野村(2012)によると、フューチャーセンターとは「未来の価値を生み出すセンター」であり、それは「対話のための専用空間」であり「人と人とのつながり」であり「企業や社会の変革装置」でもある。フューチャーセンターは企業のイノベーションに対する欲求と社会変革の目的を一致させることができる。フューチャーセンターは創造的(クリエイティブ)な発想でセクターの壁を超え、対話(ダイアログ)によってセクター間の新たなつながりを生み出し、そのつながりの中で、企業と社会起業家が手を取り合って、一緒に社会と市場を変革し、新たな産業を生み出していくのだという。
社会変革装置としてのフューチャーセンターを引っ張っていくのが、フューチャーセンター・ディレクターである。彼らに求められる能力は「ネットワークで社会を変えていく想像力」だと野村はいう。つまり、自らのネットワークを最大活用し、他の業界、行政、社会セクター、起業家など、多様でかつ共感し得る人たちを、社会的テーマの解決に向けた志の高い場に招待することである。

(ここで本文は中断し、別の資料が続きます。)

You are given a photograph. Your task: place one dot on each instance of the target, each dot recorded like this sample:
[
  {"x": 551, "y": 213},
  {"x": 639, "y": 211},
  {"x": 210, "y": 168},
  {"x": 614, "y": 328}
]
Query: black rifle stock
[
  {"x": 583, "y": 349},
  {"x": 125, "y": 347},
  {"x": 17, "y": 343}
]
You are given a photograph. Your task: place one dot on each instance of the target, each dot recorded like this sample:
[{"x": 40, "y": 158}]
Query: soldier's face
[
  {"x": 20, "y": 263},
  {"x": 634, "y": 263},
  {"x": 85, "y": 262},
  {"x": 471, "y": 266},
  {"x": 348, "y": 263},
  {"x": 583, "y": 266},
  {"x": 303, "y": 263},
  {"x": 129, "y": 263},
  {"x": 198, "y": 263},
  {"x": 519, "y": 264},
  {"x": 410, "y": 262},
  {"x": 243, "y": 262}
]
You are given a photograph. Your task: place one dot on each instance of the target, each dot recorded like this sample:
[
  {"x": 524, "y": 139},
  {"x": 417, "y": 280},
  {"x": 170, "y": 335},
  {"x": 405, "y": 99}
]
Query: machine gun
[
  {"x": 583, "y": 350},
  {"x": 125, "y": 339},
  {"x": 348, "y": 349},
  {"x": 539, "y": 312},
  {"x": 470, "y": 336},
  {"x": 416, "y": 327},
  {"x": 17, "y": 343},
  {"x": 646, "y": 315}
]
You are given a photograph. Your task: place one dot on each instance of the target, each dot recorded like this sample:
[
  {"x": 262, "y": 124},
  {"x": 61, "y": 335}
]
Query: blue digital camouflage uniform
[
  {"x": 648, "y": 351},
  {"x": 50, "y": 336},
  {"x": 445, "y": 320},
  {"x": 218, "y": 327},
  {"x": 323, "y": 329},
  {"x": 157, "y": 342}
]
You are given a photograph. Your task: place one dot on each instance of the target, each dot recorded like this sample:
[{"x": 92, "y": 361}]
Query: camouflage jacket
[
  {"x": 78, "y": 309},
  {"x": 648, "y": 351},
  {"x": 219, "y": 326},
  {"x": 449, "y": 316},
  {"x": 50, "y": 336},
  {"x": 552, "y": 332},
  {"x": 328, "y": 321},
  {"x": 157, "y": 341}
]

そして、フューチャーセンターを運営する方法論の3つの軸が、「対話の方法論」「未来志向の方法論」「デザイン思考の方法論」である。対話の方法論は、相互理解・信頼の関係性の構築、異質からの気づきの獲得、内省や思考の深耕などの方法論である。未来志向の方法論とは、複数の未来シナリオを想定し、未来スキャニング、シナリオプランニング、フューチャーサーチなどを通して未来からバックキャストする方法論である。デザイン思考は、ユーザー観察、ブレインストーミング、経験プロトタイピングなどを通して、体験から学ぶ、作りながら学ぶ、形にしてみることで改善し続けるような方法論である。
つまり、フューチャーセンターの方法論は、効果的な対話を通じて未来を想像し、同時に手を動かしながら形にしていくプロセスだといえよう。